Dubai has worked hard to earn the reputation of having the biggest, richest, and best of everything. For building buffs there's the world's tallest tower, the Burj Dubai, and the sail-shaped Burj Al Arab, the world's first 7-star hotel. For shoppers there's the Dubai Mall, the largest in the world, parked in front of the Dubai Fountain, the biggest dancing waterworks in the world. Inside the Dubai Mall there's the world's largest aquarium viewing panel, with a built-in tunnel for 360 degree views of a shark tank. If you're going to visit this unique place, follow these simple do's and don'ts.

DO: Get over the beach and out to the desert. Dubai's desert sports offerings are world class and unique. Hit the dunes for a day of sandboarding, go on a camel ride, get behind the wheel for some desert off-roading in a 4x4, or enjoy a peaceful night of camping in the sands. The desert weather can actually be a pleasant break from the humidity of the coast, especially at night. So while you're here take a day or two to explore the sands beyond the beach.

DO: Check out "old" Dubai. Put the skyscrapers, shopping malls, and beaches aside for a day to explore old Dubai, the area around Dubai Creek. Just 1 dirham (roughly 30 cents) will buy you a scenic cross-creek ride along Dubai's historical district. This area is rich with traditional architecture, complete with wind towers and houses restored in traditional style. Creekside attractions include the Gold and Spice Souks, the old quarter of Bastakiya, and the Dubai Museum (admission is 3 dirhams – less than $1).

DO: Take in local culture. At first glance one might miss it, but Dubai has some serious culture. At the mouth of Dubai Creek you'll find Heritage Village, with its potters, weavers, and pearl divers. In the industrial Al Quoz district you'll find a trove of trendy art galleries (see especially The Third Line and Ayyam Gallery ). If you have the time, take a short trip up to Sharjah, the next-door Emirate and seat of more than a dozen worthwhile museums.

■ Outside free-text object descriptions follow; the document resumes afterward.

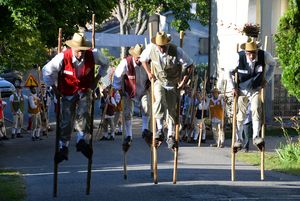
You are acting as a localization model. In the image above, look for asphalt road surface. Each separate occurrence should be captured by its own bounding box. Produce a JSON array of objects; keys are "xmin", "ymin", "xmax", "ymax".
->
[{"xmin": 1, "ymin": 118, "xmax": 300, "ymax": 201}]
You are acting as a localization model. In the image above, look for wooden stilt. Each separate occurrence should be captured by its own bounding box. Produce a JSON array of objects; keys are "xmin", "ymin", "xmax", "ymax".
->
[
  {"xmin": 173, "ymin": 31, "xmax": 184, "ymax": 184},
  {"xmin": 53, "ymin": 27, "xmax": 62, "ymax": 197},
  {"xmin": 198, "ymin": 70, "xmax": 207, "ymax": 147}
]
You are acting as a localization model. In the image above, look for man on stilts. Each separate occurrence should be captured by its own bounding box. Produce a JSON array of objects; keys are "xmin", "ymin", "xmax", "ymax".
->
[
  {"xmin": 112, "ymin": 44, "xmax": 150, "ymax": 151},
  {"xmin": 42, "ymin": 32, "xmax": 109, "ymax": 163},
  {"xmin": 140, "ymin": 31, "xmax": 194, "ymax": 150},
  {"xmin": 228, "ymin": 40, "xmax": 276, "ymax": 151}
]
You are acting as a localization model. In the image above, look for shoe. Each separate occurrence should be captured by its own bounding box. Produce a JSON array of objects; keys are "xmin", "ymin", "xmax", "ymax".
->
[
  {"xmin": 31, "ymin": 136, "xmax": 35, "ymax": 141},
  {"xmin": 108, "ymin": 136, "xmax": 115, "ymax": 141},
  {"xmin": 16, "ymin": 133, "xmax": 23, "ymax": 138},
  {"xmin": 115, "ymin": 131, "xmax": 122, "ymax": 136},
  {"xmin": 166, "ymin": 136, "xmax": 177, "ymax": 150},
  {"xmin": 48, "ymin": 127, "xmax": 53, "ymax": 131},
  {"xmin": 42, "ymin": 131, "xmax": 47, "ymax": 136},
  {"xmin": 11, "ymin": 134, "xmax": 15, "ymax": 139},
  {"xmin": 122, "ymin": 136, "xmax": 132, "ymax": 152},
  {"xmin": 1, "ymin": 136, "xmax": 9, "ymax": 140},
  {"xmin": 201, "ymin": 139, "xmax": 206, "ymax": 143},
  {"xmin": 76, "ymin": 139, "xmax": 93, "ymax": 159},
  {"xmin": 210, "ymin": 143, "xmax": 217, "ymax": 147},
  {"xmin": 253, "ymin": 137, "xmax": 264, "ymax": 151},
  {"xmin": 244, "ymin": 148, "xmax": 249, "ymax": 153},
  {"xmin": 142, "ymin": 129, "xmax": 153, "ymax": 146},
  {"xmin": 181, "ymin": 135, "xmax": 188, "ymax": 142},
  {"xmin": 35, "ymin": 136, "xmax": 42, "ymax": 141},
  {"xmin": 253, "ymin": 137, "xmax": 264, "ymax": 146},
  {"xmin": 99, "ymin": 136, "xmax": 109, "ymax": 141},
  {"xmin": 54, "ymin": 146, "xmax": 69, "ymax": 164},
  {"xmin": 219, "ymin": 143, "xmax": 225, "ymax": 148},
  {"xmin": 155, "ymin": 129, "xmax": 165, "ymax": 147},
  {"xmin": 233, "ymin": 139, "xmax": 243, "ymax": 149}
]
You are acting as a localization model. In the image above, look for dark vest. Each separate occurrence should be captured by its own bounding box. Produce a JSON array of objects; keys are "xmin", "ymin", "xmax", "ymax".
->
[
  {"xmin": 237, "ymin": 50, "xmax": 265, "ymax": 90},
  {"xmin": 124, "ymin": 56, "xmax": 136, "ymax": 98}
]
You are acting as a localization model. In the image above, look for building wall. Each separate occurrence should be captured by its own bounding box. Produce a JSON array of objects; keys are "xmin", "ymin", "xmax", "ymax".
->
[{"xmin": 211, "ymin": 0, "xmax": 299, "ymax": 123}]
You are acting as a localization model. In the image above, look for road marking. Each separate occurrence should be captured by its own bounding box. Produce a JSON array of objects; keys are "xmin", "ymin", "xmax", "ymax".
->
[{"xmin": 23, "ymin": 171, "xmax": 70, "ymax": 176}]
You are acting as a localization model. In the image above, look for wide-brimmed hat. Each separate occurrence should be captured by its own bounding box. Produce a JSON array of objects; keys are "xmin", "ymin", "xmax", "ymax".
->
[
  {"xmin": 129, "ymin": 44, "xmax": 144, "ymax": 57},
  {"xmin": 65, "ymin": 33, "xmax": 91, "ymax": 50},
  {"xmin": 240, "ymin": 38, "xmax": 261, "ymax": 51},
  {"xmin": 151, "ymin": 31, "xmax": 171, "ymax": 46}
]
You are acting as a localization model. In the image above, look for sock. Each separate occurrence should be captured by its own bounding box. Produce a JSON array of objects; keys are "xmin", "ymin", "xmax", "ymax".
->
[
  {"xmin": 59, "ymin": 140, "xmax": 69, "ymax": 149},
  {"xmin": 252, "ymin": 120, "xmax": 261, "ymax": 139},
  {"xmin": 142, "ymin": 115, "xmax": 149, "ymax": 131},
  {"xmin": 125, "ymin": 120, "xmax": 132, "ymax": 137},
  {"xmin": 156, "ymin": 119, "xmax": 163, "ymax": 130},
  {"xmin": 76, "ymin": 131, "xmax": 84, "ymax": 143}
]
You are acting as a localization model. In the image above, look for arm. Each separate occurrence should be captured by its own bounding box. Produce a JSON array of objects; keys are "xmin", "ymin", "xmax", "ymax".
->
[
  {"xmin": 264, "ymin": 51, "xmax": 276, "ymax": 84},
  {"xmin": 140, "ymin": 44, "xmax": 153, "ymax": 80},
  {"xmin": 42, "ymin": 53, "xmax": 64, "ymax": 87},
  {"xmin": 176, "ymin": 47, "xmax": 194, "ymax": 89},
  {"xmin": 28, "ymin": 96, "xmax": 37, "ymax": 109},
  {"xmin": 112, "ymin": 59, "xmax": 127, "ymax": 91},
  {"xmin": 93, "ymin": 48, "xmax": 109, "ymax": 84}
]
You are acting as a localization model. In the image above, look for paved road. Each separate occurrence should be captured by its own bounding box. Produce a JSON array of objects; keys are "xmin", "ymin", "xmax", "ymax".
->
[{"xmin": 1, "ymin": 118, "xmax": 300, "ymax": 201}]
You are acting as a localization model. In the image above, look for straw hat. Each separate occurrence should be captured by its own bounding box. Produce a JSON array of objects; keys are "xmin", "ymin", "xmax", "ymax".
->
[
  {"xmin": 129, "ymin": 44, "xmax": 144, "ymax": 57},
  {"xmin": 240, "ymin": 38, "xmax": 261, "ymax": 51},
  {"xmin": 65, "ymin": 33, "xmax": 91, "ymax": 50},
  {"xmin": 151, "ymin": 31, "xmax": 171, "ymax": 46}
]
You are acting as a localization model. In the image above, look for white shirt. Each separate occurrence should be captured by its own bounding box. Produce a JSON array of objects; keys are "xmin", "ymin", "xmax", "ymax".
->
[
  {"xmin": 42, "ymin": 48, "xmax": 109, "ymax": 87},
  {"xmin": 28, "ymin": 93, "xmax": 40, "ymax": 110},
  {"xmin": 140, "ymin": 43, "xmax": 193, "ymax": 89},
  {"xmin": 227, "ymin": 50, "xmax": 276, "ymax": 95},
  {"xmin": 113, "ymin": 57, "xmax": 148, "ymax": 100}
]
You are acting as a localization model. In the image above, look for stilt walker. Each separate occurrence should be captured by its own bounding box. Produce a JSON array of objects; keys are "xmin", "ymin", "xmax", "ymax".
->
[
  {"xmin": 218, "ymin": 80, "xmax": 227, "ymax": 147},
  {"xmin": 173, "ymin": 30, "xmax": 184, "ymax": 184},
  {"xmin": 53, "ymin": 27, "xmax": 62, "ymax": 197},
  {"xmin": 86, "ymin": 14, "xmax": 96, "ymax": 195},
  {"xmin": 198, "ymin": 70, "xmax": 207, "ymax": 147}
]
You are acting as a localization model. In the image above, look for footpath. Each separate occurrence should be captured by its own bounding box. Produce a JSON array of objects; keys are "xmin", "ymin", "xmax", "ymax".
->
[{"xmin": 0, "ymin": 118, "xmax": 300, "ymax": 201}]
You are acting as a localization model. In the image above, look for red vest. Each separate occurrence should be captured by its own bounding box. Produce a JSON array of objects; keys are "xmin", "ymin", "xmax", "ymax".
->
[
  {"xmin": 0, "ymin": 99, "xmax": 3, "ymax": 120},
  {"xmin": 58, "ymin": 49, "xmax": 95, "ymax": 96},
  {"xmin": 124, "ymin": 56, "xmax": 136, "ymax": 98}
]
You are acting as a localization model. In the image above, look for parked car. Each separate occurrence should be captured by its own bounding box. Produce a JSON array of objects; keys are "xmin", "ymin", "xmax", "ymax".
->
[
  {"xmin": 0, "ymin": 69, "xmax": 23, "ymax": 86},
  {"xmin": 0, "ymin": 77, "xmax": 15, "ymax": 97}
]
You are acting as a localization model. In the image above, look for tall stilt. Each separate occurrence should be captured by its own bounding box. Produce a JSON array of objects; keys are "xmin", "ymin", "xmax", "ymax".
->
[
  {"xmin": 149, "ymin": 23, "xmax": 158, "ymax": 184},
  {"xmin": 198, "ymin": 71, "xmax": 207, "ymax": 147},
  {"xmin": 86, "ymin": 14, "xmax": 96, "ymax": 195},
  {"xmin": 53, "ymin": 27, "xmax": 62, "ymax": 197}
]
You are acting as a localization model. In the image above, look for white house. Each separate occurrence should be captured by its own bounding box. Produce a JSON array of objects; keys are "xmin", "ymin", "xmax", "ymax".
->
[{"xmin": 210, "ymin": 0, "xmax": 299, "ymax": 122}]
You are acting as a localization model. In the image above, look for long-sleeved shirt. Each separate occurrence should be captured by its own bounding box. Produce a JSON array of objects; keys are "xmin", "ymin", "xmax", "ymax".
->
[
  {"xmin": 140, "ymin": 43, "xmax": 193, "ymax": 89},
  {"xmin": 112, "ymin": 57, "xmax": 148, "ymax": 100},
  {"xmin": 227, "ymin": 50, "xmax": 276, "ymax": 95},
  {"xmin": 43, "ymin": 48, "xmax": 109, "ymax": 88}
]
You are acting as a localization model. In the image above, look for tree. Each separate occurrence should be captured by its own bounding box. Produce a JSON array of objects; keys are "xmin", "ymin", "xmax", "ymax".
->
[
  {"xmin": 112, "ymin": 0, "xmax": 209, "ymax": 57},
  {"xmin": 275, "ymin": 0, "xmax": 300, "ymax": 100},
  {"xmin": 0, "ymin": 0, "xmax": 117, "ymax": 70}
]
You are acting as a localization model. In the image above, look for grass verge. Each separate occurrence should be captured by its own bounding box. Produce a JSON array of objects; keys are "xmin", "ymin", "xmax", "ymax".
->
[
  {"xmin": 0, "ymin": 170, "xmax": 26, "ymax": 201},
  {"xmin": 237, "ymin": 151, "xmax": 300, "ymax": 176}
]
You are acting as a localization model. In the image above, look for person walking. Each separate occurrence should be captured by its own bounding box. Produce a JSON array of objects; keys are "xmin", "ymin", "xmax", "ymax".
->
[
  {"xmin": 228, "ymin": 40, "xmax": 276, "ymax": 150},
  {"xmin": 140, "ymin": 32, "xmax": 194, "ymax": 150},
  {"xmin": 9, "ymin": 84, "xmax": 26, "ymax": 139},
  {"xmin": 42, "ymin": 32, "xmax": 109, "ymax": 163},
  {"xmin": 112, "ymin": 44, "xmax": 150, "ymax": 151},
  {"xmin": 28, "ymin": 86, "xmax": 42, "ymax": 141}
]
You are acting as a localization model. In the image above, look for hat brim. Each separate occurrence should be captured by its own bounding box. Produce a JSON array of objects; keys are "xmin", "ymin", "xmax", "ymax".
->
[
  {"xmin": 240, "ymin": 42, "xmax": 261, "ymax": 51},
  {"xmin": 128, "ymin": 48, "xmax": 140, "ymax": 57},
  {"xmin": 151, "ymin": 36, "xmax": 171, "ymax": 46},
  {"xmin": 65, "ymin": 40, "xmax": 91, "ymax": 50}
]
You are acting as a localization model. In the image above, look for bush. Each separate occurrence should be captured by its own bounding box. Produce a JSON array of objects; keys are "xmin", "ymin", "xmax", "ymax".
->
[{"xmin": 275, "ymin": 1, "xmax": 300, "ymax": 101}]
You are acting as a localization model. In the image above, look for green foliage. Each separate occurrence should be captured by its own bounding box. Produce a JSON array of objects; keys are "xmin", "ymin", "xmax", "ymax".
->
[
  {"xmin": 275, "ymin": 116, "xmax": 300, "ymax": 165},
  {"xmin": 275, "ymin": 0, "xmax": 300, "ymax": 100},
  {"xmin": 0, "ymin": 170, "xmax": 26, "ymax": 201},
  {"xmin": 0, "ymin": 0, "xmax": 118, "ymax": 70}
]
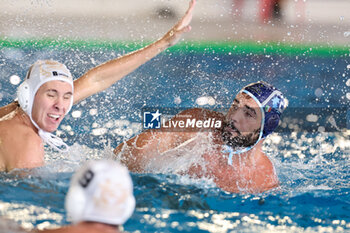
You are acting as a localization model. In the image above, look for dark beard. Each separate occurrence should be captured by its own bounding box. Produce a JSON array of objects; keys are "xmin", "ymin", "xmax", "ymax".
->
[{"xmin": 221, "ymin": 121, "xmax": 260, "ymax": 149}]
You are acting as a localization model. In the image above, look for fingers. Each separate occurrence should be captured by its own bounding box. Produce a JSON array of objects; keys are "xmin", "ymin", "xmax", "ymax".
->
[
  {"xmin": 185, "ymin": 0, "xmax": 196, "ymax": 21},
  {"xmin": 162, "ymin": 0, "xmax": 195, "ymax": 46},
  {"xmin": 176, "ymin": 0, "xmax": 196, "ymax": 30},
  {"xmin": 173, "ymin": 26, "xmax": 191, "ymax": 40},
  {"xmin": 181, "ymin": 25, "xmax": 192, "ymax": 34},
  {"xmin": 189, "ymin": 0, "xmax": 196, "ymax": 13}
]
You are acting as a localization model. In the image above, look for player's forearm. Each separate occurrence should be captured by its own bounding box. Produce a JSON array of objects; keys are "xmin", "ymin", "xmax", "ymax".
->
[
  {"xmin": 72, "ymin": 38, "xmax": 169, "ymax": 104},
  {"xmin": 113, "ymin": 131, "xmax": 167, "ymax": 172},
  {"xmin": 114, "ymin": 140, "xmax": 146, "ymax": 173}
]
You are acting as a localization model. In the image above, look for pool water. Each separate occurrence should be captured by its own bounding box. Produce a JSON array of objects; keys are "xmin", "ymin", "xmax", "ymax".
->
[{"xmin": 0, "ymin": 43, "xmax": 349, "ymax": 232}]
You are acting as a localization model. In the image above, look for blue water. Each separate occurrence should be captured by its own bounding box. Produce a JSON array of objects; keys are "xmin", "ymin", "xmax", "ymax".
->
[{"xmin": 0, "ymin": 45, "xmax": 349, "ymax": 232}]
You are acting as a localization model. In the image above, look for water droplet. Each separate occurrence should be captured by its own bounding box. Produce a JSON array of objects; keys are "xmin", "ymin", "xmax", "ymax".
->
[
  {"xmin": 306, "ymin": 114, "xmax": 318, "ymax": 122},
  {"xmin": 346, "ymin": 79, "xmax": 350, "ymax": 86},
  {"xmin": 174, "ymin": 96, "xmax": 182, "ymax": 104},
  {"xmin": 10, "ymin": 75, "xmax": 21, "ymax": 85},
  {"xmin": 196, "ymin": 96, "xmax": 216, "ymax": 106},
  {"xmin": 318, "ymin": 126, "xmax": 325, "ymax": 133},
  {"xmin": 346, "ymin": 93, "xmax": 350, "ymax": 100},
  {"xmin": 196, "ymin": 96, "xmax": 208, "ymax": 106},
  {"xmin": 314, "ymin": 88, "xmax": 323, "ymax": 97},
  {"xmin": 92, "ymin": 128, "xmax": 107, "ymax": 136},
  {"xmin": 208, "ymin": 97, "xmax": 216, "ymax": 106},
  {"xmin": 72, "ymin": 110, "xmax": 82, "ymax": 118},
  {"xmin": 89, "ymin": 109, "xmax": 98, "ymax": 116}
]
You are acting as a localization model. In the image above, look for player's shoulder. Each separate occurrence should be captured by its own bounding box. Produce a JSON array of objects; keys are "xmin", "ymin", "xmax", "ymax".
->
[
  {"xmin": 1, "ymin": 118, "xmax": 42, "ymax": 150},
  {"xmin": 254, "ymin": 150, "xmax": 274, "ymax": 169},
  {"xmin": 0, "ymin": 123, "xmax": 43, "ymax": 171},
  {"xmin": 256, "ymin": 151, "xmax": 278, "ymax": 180}
]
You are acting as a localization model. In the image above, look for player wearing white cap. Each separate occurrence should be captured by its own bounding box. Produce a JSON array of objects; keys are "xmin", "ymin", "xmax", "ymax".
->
[
  {"xmin": 0, "ymin": 0, "xmax": 196, "ymax": 171},
  {"xmin": 26, "ymin": 160, "xmax": 135, "ymax": 233}
]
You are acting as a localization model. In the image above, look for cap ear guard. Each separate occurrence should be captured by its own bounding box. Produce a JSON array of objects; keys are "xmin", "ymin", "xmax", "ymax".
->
[
  {"xmin": 262, "ymin": 109, "xmax": 280, "ymax": 138},
  {"xmin": 243, "ymin": 81, "xmax": 287, "ymax": 138},
  {"xmin": 65, "ymin": 167, "xmax": 94, "ymax": 223},
  {"xmin": 17, "ymin": 81, "xmax": 30, "ymax": 112},
  {"xmin": 65, "ymin": 160, "xmax": 135, "ymax": 225},
  {"xmin": 65, "ymin": 185, "xmax": 86, "ymax": 223}
]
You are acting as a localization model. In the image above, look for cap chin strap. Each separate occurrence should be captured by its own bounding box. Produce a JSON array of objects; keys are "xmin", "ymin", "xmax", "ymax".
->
[
  {"xmin": 222, "ymin": 144, "xmax": 255, "ymax": 165},
  {"xmin": 38, "ymin": 129, "xmax": 69, "ymax": 152},
  {"xmin": 30, "ymin": 116, "xmax": 69, "ymax": 153}
]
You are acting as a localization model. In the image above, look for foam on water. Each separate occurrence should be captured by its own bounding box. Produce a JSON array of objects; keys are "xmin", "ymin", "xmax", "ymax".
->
[
  {"xmin": 0, "ymin": 217, "xmax": 27, "ymax": 233},
  {"xmin": 142, "ymin": 132, "xmax": 214, "ymax": 174},
  {"xmin": 265, "ymin": 131, "xmax": 350, "ymax": 197},
  {"xmin": 0, "ymin": 130, "xmax": 349, "ymax": 232}
]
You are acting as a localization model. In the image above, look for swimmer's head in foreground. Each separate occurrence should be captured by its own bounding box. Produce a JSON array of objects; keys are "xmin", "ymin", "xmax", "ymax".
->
[
  {"xmin": 17, "ymin": 60, "xmax": 74, "ymax": 151},
  {"xmin": 222, "ymin": 81, "xmax": 287, "ymax": 153},
  {"xmin": 65, "ymin": 160, "xmax": 135, "ymax": 227}
]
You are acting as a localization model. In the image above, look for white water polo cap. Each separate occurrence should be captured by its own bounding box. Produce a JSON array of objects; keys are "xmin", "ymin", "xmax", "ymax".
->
[
  {"xmin": 17, "ymin": 60, "xmax": 74, "ymax": 152},
  {"xmin": 65, "ymin": 160, "xmax": 136, "ymax": 226}
]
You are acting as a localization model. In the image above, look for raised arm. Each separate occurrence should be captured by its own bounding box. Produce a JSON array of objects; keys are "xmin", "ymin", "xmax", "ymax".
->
[
  {"xmin": 113, "ymin": 108, "xmax": 220, "ymax": 172},
  {"xmin": 113, "ymin": 129, "xmax": 188, "ymax": 172},
  {"xmin": 73, "ymin": 0, "xmax": 196, "ymax": 104}
]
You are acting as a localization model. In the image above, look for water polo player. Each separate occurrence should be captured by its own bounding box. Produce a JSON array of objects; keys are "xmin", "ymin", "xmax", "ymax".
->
[
  {"xmin": 114, "ymin": 81, "xmax": 287, "ymax": 193},
  {"xmin": 0, "ymin": 0, "xmax": 196, "ymax": 171},
  {"xmin": 35, "ymin": 160, "xmax": 135, "ymax": 233}
]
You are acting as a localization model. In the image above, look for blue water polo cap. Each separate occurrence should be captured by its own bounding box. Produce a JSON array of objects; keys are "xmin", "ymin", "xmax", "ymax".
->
[
  {"xmin": 223, "ymin": 81, "xmax": 287, "ymax": 165},
  {"xmin": 241, "ymin": 81, "xmax": 287, "ymax": 138}
]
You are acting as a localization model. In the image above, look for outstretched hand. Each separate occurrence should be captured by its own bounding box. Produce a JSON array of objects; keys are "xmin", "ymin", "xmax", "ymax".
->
[
  {"xmin": 71, "ymin": 0, "xmax": 196, "ymax": 105},
  {"xmin": 161, "ymin": 0, "xmax": 196, "ymax": 47}
]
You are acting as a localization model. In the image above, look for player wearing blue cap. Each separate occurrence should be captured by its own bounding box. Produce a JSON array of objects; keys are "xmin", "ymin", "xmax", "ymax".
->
[
  {"xmin": 114, "ymin": 81, "xmax": 287, "ymax": 193},
  {"xmin": 222, "ymin": 81, "xmax": 287, "ymax": 165}
]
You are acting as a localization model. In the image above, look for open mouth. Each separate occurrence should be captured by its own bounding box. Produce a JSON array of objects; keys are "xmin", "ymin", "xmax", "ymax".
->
[{"xmin": 48, "ymin": 113, "xmax": 60, "ymax": 121}]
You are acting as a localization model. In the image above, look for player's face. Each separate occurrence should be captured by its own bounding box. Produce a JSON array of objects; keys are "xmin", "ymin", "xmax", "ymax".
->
[
  {"xmin": 222, "ymin": 92, "xmax": 262, "ymax": 149},
  {"xmin": 32, "ymin": 81, "xmax": 73, "ymax": 132}
]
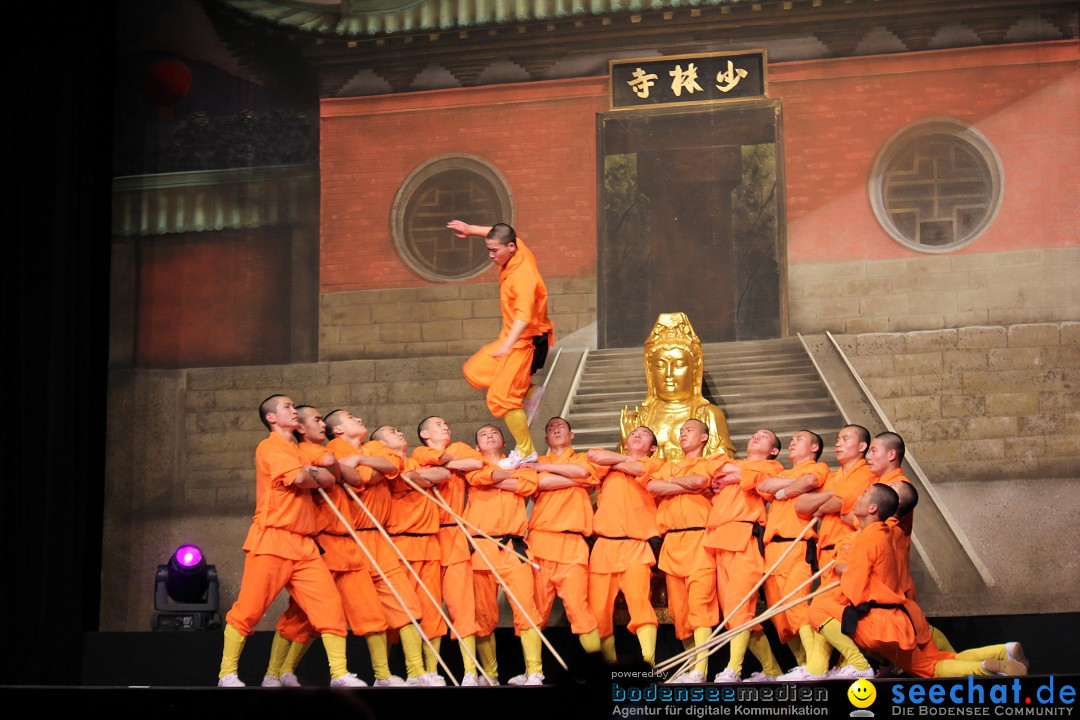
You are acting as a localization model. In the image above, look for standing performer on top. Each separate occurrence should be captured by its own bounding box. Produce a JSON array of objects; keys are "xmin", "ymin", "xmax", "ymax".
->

DO: Sample Dubai's wide and wonderful ethnic mix. Cheesy as it sounds, Dubai is indeed a crossroad of cultures. What that means for your vacation is a lively set of options for food and entertainment. Whether it's salsa at Malecon, the Russian Cabaret at Troyka or Bhangra at Café Bollywood, a sense of adventure and an open mind will get you half way around the world. Some of our favorites on the food side are Thai at the Smiling BKK; Lebanese at Karam Beirut, overlooking Ski Dubai; Pasta at Carluccio's near the Dubai Fountain; Pars Iranian Kitchen in Satwa; and Indego Restaurant for Indian (or Ravi Restaurant for a less elegant, but outstanding Pakistani food at half the price).